Un seul drone utilisant l’intelligence artificielle pour détecter les arbres et pulvériser des nutriments peut faire le travail de six personnes, a-t-il ajouté.
Meraque compte parmi ses clients FGV, Boustead et Sime Darby.
Si l’utilisation de la main-d’œuvre par la Malaisie n’est pas contrôlée, la hausse des salaires pourrait se combiner à la baisse de la production pour augmenter les coûts et nuire à la compétitivité par rapport aux grands exportateurs indonésiens et aux producteurs émergents d’Afrique, d’Inde et d’Amérique latine.
À la fin de l’année dernière, les entreprises et le gouvernement malaisiens ont injecté 60 millions de ringgits (13 millions de dollars) dans la recherche et le développement d’une technologie de récolte automatisée.
Leur objectif ambitieux est de réduire la main-d’œuvre au cours des cinq prochaines années, à un ratio d’un travailleur pour 50 hectares (124 acres) d’un pour 10 hectares (25 acres) maintenant, avec un objectif à long terme d’un pour chaque 100 hectares (247 acres).
“Nous ne pouvons pas être complaisants comme nous l’avons été auparavant”, a ajouté Ahmad Parveez du conseil d’État.
Dans l’Indonésie rivale, certains producteurs adoptent des applications numériques pour optimiser les flux de travail et les coûts, bien qu’à un rythme prudent, conscients que la mécanisation pourrait menacer les moyens de subsistance.
PAS DE SOLUTION RAPIDE
Pourtant, les experts affirment que l’automatisation n’éliminera pas le travail manuel de si tôt.
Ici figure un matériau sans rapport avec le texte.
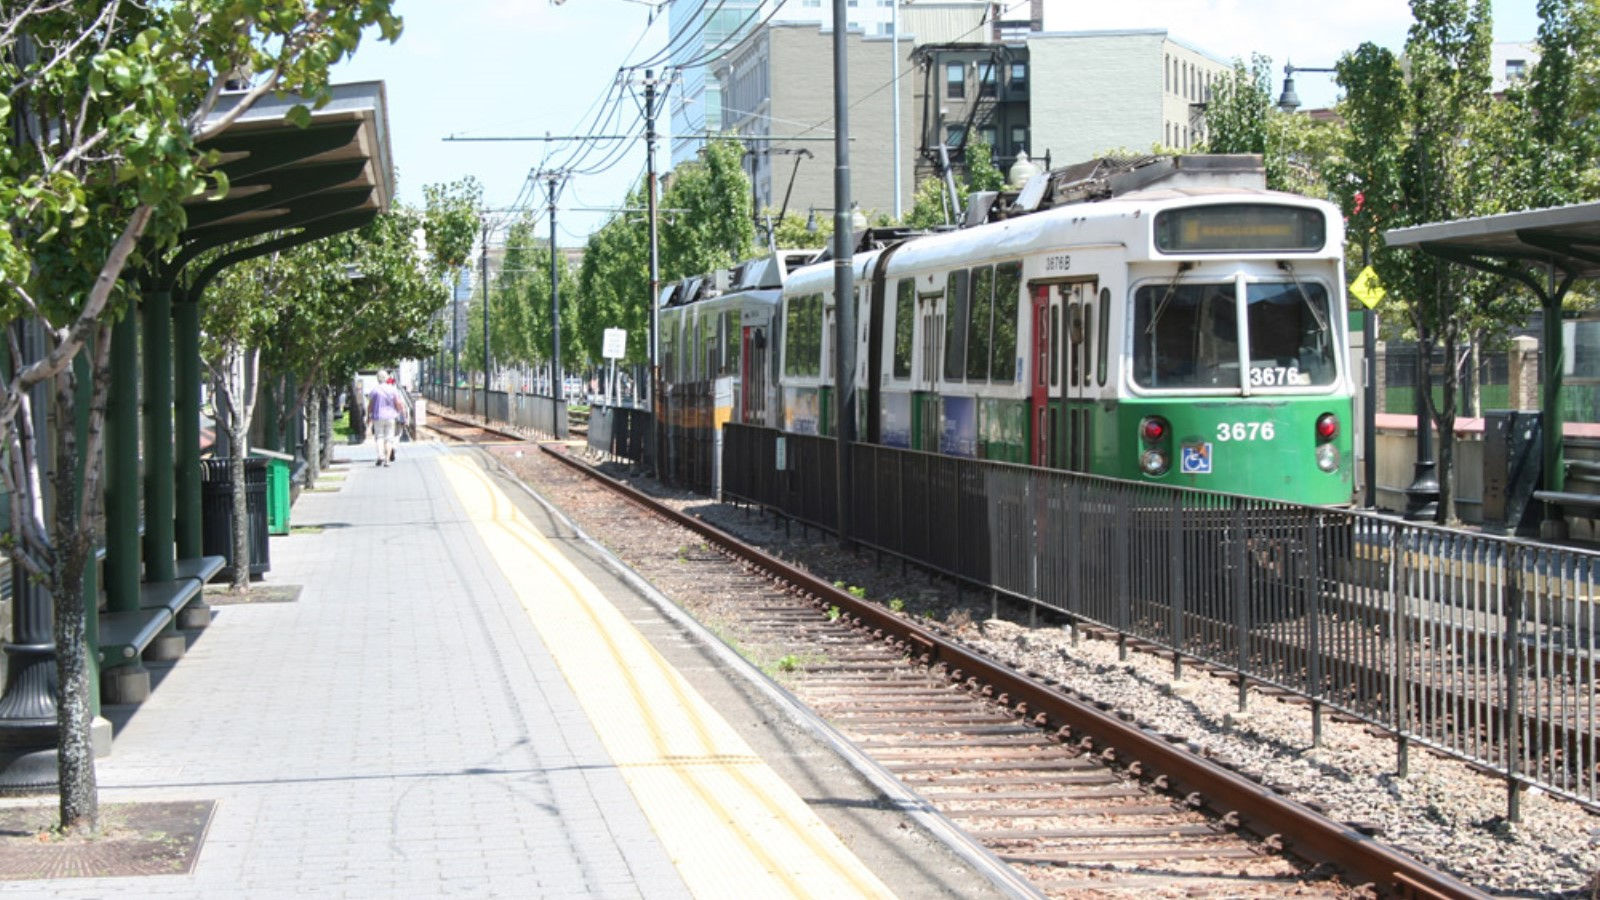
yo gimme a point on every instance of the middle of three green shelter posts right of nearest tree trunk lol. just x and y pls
(159, 542)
Peu de machines existantes peuvent s’attaquer aux vastes espaces vallonnés et aux palmiers imposants des plantations aussi efficacement que les travailleurs.
De nouveaux outils pourraient atténuer les malheurs de la Malaisie, mais beaucoup n’en sont qu’à leurs balbutiements et nécessiteront des années de développement, a déclaré Khor Yu Leng, directeur du cabinet de conseil économique Segi Enam Advisors.
Les vols de la plupart des drones alimentés par batterie ne durent que 15 minutes, tandis que les exosquelettes existants n’accélèrent pas les mouvements des moissonneurs et peuvent coûter des dizaines de milliers de ringgits, a-t-elle déclaré.
Hazlina Salamat, chercheuse principale de l’UTM sur les exosquelettes pour l’industrie de l’huile de palme, travaille sur l’un d’entre eux qui a montré dans des tests qu’il réduisait la tension musculaire de 22 % et augmentait l’endurance de 47 %, a-t-elle déclaré.
Bien qu’elle veuille se moderniser, l’industrie se méfie des gros investissements, a déclaré Hazlina, ajoutant : “Beaucoup de ces technologies doivent d’abord être éprouvées”.